Man spricht noch heute von einem Gang (historisch auch Tracht), weil zum Herbeibringen des neuen Gerichtes eines Menüs die Servierkräfte jedes Mal einen neuen Gang zur Küche machen mussten.
Zusammenstellung
Bei einem Menü handelt es sich nicht um eine willkürliche Aneinanderreihung von Speisen. Es gibt wichtige Regeln, die jeder Koch beherrschen muss. Dies betrifft unter anderem die Vermeidung von Wiederholungen der Rohstoffe in der Speisenfolge, aber auch deren Zubereitungsart. Weiterhin gilt, dass auf helle Rohstoffe im nächsten Gang dunkle folgen; gebundenen Speisen folgen ungebundene (klare) usw. Am Ende sollten alle Speisen ein harmonisches Zusammenspiel ergeben.

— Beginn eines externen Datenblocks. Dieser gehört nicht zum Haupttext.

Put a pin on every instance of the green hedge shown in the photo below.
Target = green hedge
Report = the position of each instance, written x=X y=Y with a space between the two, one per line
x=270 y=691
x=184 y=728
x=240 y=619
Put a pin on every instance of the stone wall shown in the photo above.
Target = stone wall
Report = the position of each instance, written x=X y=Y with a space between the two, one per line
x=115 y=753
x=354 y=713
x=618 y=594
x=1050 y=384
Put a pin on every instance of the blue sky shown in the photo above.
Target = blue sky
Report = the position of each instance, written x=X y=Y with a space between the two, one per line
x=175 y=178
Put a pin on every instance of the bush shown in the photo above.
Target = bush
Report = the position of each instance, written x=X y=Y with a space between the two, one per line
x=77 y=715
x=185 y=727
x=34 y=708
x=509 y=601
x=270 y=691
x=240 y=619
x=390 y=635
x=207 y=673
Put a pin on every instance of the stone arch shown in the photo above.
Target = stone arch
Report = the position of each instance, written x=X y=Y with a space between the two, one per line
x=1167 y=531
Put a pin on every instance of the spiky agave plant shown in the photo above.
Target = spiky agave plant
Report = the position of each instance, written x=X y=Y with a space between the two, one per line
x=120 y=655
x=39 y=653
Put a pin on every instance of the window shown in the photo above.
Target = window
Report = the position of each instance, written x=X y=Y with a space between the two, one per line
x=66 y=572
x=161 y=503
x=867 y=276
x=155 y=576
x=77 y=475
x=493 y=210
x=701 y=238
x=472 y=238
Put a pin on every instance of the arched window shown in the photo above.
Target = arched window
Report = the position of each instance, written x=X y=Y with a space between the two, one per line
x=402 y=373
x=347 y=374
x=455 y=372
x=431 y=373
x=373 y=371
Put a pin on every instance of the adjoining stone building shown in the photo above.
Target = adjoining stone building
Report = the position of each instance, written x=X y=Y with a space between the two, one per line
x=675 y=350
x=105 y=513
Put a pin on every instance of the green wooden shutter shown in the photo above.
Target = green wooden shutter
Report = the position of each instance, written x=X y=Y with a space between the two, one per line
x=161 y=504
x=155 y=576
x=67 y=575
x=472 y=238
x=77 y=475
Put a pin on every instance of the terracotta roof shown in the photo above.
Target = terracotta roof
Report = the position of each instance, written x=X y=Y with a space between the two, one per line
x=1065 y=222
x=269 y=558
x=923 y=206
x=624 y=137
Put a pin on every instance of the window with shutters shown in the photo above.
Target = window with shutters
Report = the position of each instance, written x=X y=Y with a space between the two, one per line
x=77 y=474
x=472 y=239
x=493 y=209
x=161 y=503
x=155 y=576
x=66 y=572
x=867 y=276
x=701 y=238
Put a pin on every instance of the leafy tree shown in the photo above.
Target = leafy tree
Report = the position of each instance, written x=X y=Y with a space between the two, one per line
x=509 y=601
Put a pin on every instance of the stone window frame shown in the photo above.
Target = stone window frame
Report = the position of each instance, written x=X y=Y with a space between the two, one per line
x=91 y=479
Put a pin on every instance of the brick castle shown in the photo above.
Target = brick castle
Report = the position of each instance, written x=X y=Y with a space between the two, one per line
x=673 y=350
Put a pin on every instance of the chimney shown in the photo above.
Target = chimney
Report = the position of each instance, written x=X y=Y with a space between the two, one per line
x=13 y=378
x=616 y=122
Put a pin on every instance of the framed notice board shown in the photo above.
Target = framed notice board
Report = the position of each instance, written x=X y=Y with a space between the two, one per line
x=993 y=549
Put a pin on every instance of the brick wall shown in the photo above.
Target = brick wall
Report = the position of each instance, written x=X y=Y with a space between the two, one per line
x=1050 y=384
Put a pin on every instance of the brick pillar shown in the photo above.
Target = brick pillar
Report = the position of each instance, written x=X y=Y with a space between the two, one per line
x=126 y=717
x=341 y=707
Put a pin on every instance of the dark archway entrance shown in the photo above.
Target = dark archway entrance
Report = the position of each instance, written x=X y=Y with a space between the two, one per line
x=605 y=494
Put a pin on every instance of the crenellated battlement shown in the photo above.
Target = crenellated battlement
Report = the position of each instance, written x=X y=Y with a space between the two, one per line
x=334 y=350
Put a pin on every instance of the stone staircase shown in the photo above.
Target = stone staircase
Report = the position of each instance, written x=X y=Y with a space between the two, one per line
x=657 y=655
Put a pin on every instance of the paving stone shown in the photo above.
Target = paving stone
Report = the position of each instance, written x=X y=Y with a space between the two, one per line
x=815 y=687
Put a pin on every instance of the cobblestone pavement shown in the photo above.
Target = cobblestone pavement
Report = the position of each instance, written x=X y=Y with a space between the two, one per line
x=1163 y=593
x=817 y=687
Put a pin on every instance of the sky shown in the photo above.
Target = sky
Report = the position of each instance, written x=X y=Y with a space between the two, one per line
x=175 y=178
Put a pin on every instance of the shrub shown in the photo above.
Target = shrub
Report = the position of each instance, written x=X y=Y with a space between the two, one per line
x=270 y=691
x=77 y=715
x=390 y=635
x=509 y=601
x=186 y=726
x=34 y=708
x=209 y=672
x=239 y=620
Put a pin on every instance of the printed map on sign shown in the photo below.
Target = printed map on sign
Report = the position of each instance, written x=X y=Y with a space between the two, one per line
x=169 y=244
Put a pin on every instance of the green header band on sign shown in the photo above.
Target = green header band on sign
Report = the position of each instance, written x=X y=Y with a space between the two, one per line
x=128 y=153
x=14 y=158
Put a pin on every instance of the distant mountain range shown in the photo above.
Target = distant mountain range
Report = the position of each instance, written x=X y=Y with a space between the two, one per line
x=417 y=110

Menüs können unter ein Motto gestellt werden, wie z. B. „Aus dem Meer“ (Fisch und Meeresfrüchte, Seetang) oder „Aus dem Wald“ (Wild, Pilze, Maronen, Beeren usw.). Ein Menü sollte an den Gästekreis angepasst sein: Teilnehmer einer Tagung, die vor allem geistig arbeiten, haben z. B. ganz andere Erwartungen an ein Menü als eine Hochzeitsgesellschaft.
Die Nennung eines Gerichts folgt einem bestimmten Muster: Hauptbestandteile und deren Zubereitungsart (evtl. mit Garnitur), Soße, Gemüse, Sättigungsbeilage und Salat. Die einzelnen Elemente werden dabei durch Präpositionen miteinander verbunden.[7]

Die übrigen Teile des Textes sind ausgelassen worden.